Re: [PATCH v2 1/2] ext4: avoid RWM atomic in EXT4_MB_GRP_TEST_AND_SET_READ

From: Jan Kara

Date: Sat May 30 2026 - 05:53:28 EST

On Wed 27-05-26 13:46:43, Andreas Dilger wrote:
> On May 27, 2026, at 03:03, Bohdan Trach <bohdan.trach@xxxxxxxxxxxxxxx> wrote:
> >
> > EXT4_MB_GRP_TEST_AND_SET_READ uses test_and_set_bit function which
> > issues an atomic write. This can cause high overhead due to cache
> > contention when multiple threads iterate over groups in a tight loop,
> > as is the case for ext4_mb_prefetch(). We have seen this to be a
> > problem for Kunpeng 920b CPUs which uses a single ARM LSE instruction
> > for this purpose.
> >
> > Avoid this unconditional atomic write by testing the bit first without
> > changing its value. This is OK for this use case as this bit is never
> > unset.
> >
> > This change significantly reduces costs of fallocate() operations which
> > trigger linear group scans on large multicore machines where
> > test_and_set_bit issues an atomic write operation unconditionally.
> >
> > Signed-off-by: Bohdan Trach <bohdan.trach@xxxxxxxxxxxxxxx>
>
> Thanks for the patch. Definitely the benchmarks in the 0/2 email show
> significant gains for the Kunpeng system, and reducing contention makes sense
> as core counts increase and the likely case is that the bit is already set.
>
> That said, I wonder if this should (also/instead) be put into test_and_set_bit()
> itself, or add test_and_unlikely_set_bit() or test_and_rarely_set_bit()
> (or similar) optimized for the case where the bit is likely to already be set.

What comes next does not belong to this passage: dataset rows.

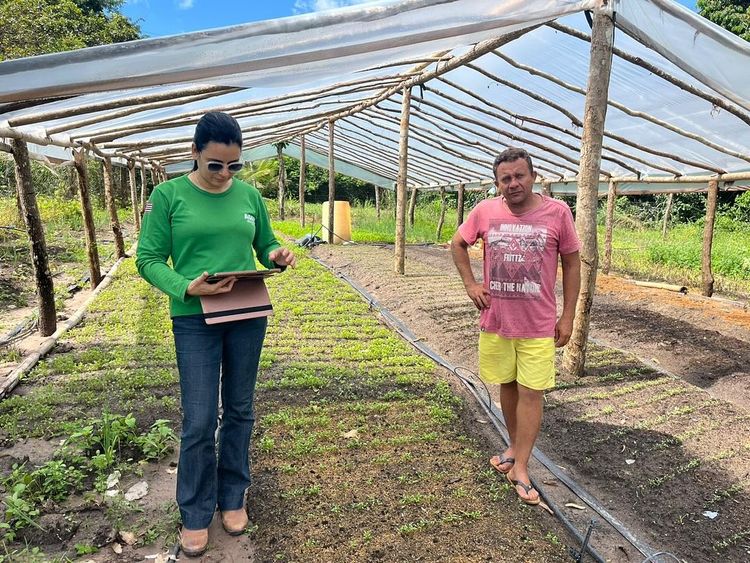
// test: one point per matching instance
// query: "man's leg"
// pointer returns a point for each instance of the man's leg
(528, 420)
(509, 404)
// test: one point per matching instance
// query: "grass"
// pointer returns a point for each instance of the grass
(642, 252)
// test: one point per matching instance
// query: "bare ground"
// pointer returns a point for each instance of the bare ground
(659, 428)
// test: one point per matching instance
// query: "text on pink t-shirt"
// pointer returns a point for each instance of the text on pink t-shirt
(520, 263)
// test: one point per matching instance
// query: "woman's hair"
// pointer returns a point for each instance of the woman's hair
(216, 127)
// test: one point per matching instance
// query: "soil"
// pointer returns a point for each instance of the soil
(658, 430)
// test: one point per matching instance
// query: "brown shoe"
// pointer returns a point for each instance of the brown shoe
(194, 543)
(234, 521)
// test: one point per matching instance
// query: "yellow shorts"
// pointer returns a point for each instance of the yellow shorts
(529, 361)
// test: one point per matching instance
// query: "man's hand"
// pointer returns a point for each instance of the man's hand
(199, 286)
(563, 330)
(479, 294)
(283, 257)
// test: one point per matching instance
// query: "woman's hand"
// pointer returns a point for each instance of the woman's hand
(283, 257)
(199, 286)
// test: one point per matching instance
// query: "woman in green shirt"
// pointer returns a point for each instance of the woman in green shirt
(208, 221)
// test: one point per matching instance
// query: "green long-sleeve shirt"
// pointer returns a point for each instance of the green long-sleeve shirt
(201, 232)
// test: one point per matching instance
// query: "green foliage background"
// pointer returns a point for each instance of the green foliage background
(36, 27)
(732, 15)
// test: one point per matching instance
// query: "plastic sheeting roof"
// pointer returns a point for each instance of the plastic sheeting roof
(285, 77)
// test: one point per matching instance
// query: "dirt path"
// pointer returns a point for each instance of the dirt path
(662, 453)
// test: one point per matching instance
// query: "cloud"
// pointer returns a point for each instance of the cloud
(304, 6)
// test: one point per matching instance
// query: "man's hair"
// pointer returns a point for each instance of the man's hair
(511, 155)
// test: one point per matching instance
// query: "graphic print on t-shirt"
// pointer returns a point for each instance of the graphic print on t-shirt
(515, 252)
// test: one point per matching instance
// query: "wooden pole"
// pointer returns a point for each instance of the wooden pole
(331, 182)
(89, 230)
(609, 225)
(441, 219)
(302, 180)
(403, 160)
(109, 202)
(30, 211)
(460, 190)
(412, 205)
(708, 237)
(282, 180)
(595, 111)
(134, 195)
(667, 213)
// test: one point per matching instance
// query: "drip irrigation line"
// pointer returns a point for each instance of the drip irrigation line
(498, 422)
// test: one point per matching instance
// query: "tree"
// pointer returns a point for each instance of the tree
(36, 27)
(733, 15)
(263, 174)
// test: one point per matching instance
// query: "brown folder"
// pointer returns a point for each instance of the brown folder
(248, 300)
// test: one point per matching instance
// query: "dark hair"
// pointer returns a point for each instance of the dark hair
(511, 155)
(216, 127)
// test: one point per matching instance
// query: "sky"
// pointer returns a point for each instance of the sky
(169, 17)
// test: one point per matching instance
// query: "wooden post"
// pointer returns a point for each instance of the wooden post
(302, 180)
(667, 213)
(282, 180)
(30, 211)
(144, 189)
(109, 202)
(331, 183)
(460, 206)
(609, 224)
(708, 237)
(412, 205)
(403, 156)
(89, 230)
(134, 195)
(441, 219)
(595, 112)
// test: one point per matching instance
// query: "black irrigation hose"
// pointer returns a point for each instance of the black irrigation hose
(498, 422)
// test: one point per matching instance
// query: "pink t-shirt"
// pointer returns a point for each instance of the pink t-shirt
(520, 263)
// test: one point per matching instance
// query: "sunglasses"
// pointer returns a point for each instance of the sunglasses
(234, 167)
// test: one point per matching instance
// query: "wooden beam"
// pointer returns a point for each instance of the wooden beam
(609, 226)
(302, 180)
(40, 262)
(89, 229)
(403, 156)
(109, 202)
(595, 111)
(628, 111)
(708, 238)
(412, 205)
(460, 206)
(713, 100)
(134, 195)
(441, 219)
(667, 213)
(331, 181)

Well, it is a common enough pattern in the kernel that it might be worth it
but I'd say that's a separate effort spanning much more areas.

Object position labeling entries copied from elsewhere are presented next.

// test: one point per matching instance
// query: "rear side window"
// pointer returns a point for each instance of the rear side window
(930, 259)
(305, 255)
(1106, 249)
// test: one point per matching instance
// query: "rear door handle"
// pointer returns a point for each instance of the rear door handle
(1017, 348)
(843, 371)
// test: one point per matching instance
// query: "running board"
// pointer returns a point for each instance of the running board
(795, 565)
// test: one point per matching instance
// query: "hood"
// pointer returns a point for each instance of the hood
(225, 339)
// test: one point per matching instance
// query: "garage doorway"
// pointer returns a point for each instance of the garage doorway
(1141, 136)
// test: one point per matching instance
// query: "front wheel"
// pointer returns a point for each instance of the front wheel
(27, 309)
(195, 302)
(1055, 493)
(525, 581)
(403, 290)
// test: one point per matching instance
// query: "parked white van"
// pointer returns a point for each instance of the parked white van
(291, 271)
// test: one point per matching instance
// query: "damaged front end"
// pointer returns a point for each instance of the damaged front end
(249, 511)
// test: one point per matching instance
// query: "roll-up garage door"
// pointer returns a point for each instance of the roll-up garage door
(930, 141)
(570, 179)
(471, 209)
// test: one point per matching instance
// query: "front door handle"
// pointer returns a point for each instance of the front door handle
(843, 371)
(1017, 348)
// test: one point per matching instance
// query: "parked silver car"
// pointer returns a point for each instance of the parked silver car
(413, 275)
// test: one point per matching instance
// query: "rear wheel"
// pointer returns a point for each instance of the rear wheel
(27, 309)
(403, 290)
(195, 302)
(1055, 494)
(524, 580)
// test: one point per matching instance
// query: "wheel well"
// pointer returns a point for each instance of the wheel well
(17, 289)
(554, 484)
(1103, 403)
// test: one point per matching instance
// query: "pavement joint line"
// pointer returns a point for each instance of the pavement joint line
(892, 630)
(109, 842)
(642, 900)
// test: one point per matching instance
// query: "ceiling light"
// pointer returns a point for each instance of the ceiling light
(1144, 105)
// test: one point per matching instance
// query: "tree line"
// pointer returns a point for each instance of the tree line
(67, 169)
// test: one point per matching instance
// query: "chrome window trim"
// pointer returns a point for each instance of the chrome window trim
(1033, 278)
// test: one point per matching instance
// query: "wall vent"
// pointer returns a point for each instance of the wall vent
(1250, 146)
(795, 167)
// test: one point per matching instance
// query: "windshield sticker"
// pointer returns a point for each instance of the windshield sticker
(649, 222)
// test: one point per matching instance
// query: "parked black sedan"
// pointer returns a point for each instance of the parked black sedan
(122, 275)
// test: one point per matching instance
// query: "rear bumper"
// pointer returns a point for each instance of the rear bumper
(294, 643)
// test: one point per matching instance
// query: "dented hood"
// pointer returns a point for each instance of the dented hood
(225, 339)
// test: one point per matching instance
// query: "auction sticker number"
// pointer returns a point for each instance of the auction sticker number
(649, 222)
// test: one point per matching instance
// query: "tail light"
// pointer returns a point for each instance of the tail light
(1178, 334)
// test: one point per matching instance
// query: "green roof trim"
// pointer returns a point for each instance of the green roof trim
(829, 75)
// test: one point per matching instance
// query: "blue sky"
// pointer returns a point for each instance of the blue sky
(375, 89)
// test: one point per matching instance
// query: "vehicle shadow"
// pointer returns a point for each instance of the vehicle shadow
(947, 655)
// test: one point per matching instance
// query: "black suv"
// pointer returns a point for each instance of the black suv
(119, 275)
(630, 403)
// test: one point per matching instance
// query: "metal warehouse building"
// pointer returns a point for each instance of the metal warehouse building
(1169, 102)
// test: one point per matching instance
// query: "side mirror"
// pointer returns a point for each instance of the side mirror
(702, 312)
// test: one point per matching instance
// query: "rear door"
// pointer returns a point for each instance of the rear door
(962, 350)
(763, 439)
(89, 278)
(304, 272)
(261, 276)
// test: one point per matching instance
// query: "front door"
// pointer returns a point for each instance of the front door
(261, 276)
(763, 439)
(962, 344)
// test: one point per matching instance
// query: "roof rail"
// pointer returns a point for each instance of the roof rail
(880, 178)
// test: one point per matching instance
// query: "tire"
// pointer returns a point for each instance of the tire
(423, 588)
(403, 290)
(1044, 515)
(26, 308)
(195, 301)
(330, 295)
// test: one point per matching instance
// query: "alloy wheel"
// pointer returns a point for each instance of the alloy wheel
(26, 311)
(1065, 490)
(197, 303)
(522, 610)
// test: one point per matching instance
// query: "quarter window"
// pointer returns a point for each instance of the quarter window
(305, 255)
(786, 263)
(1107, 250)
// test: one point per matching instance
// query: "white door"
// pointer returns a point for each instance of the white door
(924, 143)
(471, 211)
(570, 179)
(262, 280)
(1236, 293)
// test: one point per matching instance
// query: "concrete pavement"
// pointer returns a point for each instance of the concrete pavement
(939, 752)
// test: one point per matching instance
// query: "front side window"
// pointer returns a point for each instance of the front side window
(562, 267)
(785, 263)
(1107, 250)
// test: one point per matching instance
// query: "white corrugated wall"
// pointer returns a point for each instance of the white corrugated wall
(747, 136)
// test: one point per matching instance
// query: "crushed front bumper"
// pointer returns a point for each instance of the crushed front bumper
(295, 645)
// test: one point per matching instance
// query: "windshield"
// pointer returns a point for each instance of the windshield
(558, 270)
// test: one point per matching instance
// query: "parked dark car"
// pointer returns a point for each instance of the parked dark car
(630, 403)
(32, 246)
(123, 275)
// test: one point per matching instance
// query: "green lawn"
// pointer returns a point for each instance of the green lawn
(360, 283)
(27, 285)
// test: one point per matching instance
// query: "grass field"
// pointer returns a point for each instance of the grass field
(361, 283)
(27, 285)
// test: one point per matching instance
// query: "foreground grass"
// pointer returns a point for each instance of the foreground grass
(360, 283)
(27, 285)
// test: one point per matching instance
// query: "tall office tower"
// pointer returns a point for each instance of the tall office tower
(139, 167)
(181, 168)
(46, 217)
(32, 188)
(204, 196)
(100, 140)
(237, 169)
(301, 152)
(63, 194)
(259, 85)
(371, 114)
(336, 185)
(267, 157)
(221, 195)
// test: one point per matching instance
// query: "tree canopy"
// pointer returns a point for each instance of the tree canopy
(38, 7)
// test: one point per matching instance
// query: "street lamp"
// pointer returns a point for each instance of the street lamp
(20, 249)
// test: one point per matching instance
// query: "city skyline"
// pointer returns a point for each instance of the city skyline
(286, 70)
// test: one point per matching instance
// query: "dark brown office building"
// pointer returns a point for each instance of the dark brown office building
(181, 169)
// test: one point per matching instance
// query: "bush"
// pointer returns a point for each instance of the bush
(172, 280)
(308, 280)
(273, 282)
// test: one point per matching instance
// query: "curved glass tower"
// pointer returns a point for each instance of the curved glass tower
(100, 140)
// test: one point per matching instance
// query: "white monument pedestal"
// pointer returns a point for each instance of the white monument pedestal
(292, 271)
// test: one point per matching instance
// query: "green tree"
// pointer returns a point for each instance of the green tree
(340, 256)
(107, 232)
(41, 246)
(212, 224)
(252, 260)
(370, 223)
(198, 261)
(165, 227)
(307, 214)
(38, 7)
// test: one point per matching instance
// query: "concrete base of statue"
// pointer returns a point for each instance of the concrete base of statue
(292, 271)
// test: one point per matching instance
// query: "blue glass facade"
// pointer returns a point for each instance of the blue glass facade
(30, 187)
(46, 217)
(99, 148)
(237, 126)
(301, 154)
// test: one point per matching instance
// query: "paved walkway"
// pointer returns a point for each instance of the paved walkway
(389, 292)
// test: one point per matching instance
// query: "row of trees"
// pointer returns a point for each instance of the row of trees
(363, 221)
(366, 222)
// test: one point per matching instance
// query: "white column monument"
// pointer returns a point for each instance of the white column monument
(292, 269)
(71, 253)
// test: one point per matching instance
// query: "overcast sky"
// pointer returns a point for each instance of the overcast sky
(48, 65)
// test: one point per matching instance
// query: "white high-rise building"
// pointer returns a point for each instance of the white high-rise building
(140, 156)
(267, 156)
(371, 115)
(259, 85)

> I see in your benchmarking that there is not "apples-to-apples"
> comparisons for ARM(Kunpeng) vs. AMD on the same storage. The storage
> hardware and space usage is different for each test run, and the ARM
> numbers show only marginal gains and more negative than positive results
> at all thread counts:
>
> > Benchmark on an existing file system for AMD 9654 (15T FS, 6% space
> > used), kernel 7.1-rc3. This shows the performance impact on a mostly
> > free file system.
> > | thr. | base | patched | improv. |
> > | | perf | perf | |
> > |------|-------|---------|------------|
> > | 1 | 30901 | 31191 | +0.9384810 |
> > | 2 | 50874 | 50504 | -0.7272870 |
> > | 4 | 66068 | 64108 | -2.9666404 |
> > | 8 | 63963 | 61927 | -3.1830902 |
> > | 16 | 47809 | 47044 | -1.6001171 |
> > | 32 | 42441 | 42326 | -0.2709644 |
> > | 64 | 39773 | 39929 | +0.3922259 |
> > | 128 | 37065 | 36413 | -1.7590719 |
>
> The performance reduction might be caused by the now double memory access on
> AMD that is only adding overhead on that CPU implementation? It would be useful
> to see the testing on Kunpeng vs. AMD/Intel on the same storage device/usage.
>
> That would tell us if it is more appropriate to optimize this in the aarch64
> test_and_set_bit() rather than in ext4.

Well, even for x86 test_bit() || test_and_set_bit() is significantly
cheaper when the cacheline is hot because test_and_set_bit()
unconditionally invalidates the cacheline for all the other CPUs. And the
cost of additional test_bit() for something that is already in L1 cache is
very small (a few cycles) so I think the above differences are either pure
benchmarking noise or due to changes in code alignment or similar.

Honza
--
Jan Kara <jack@xxxxxxxx>
SUSE Labs, CR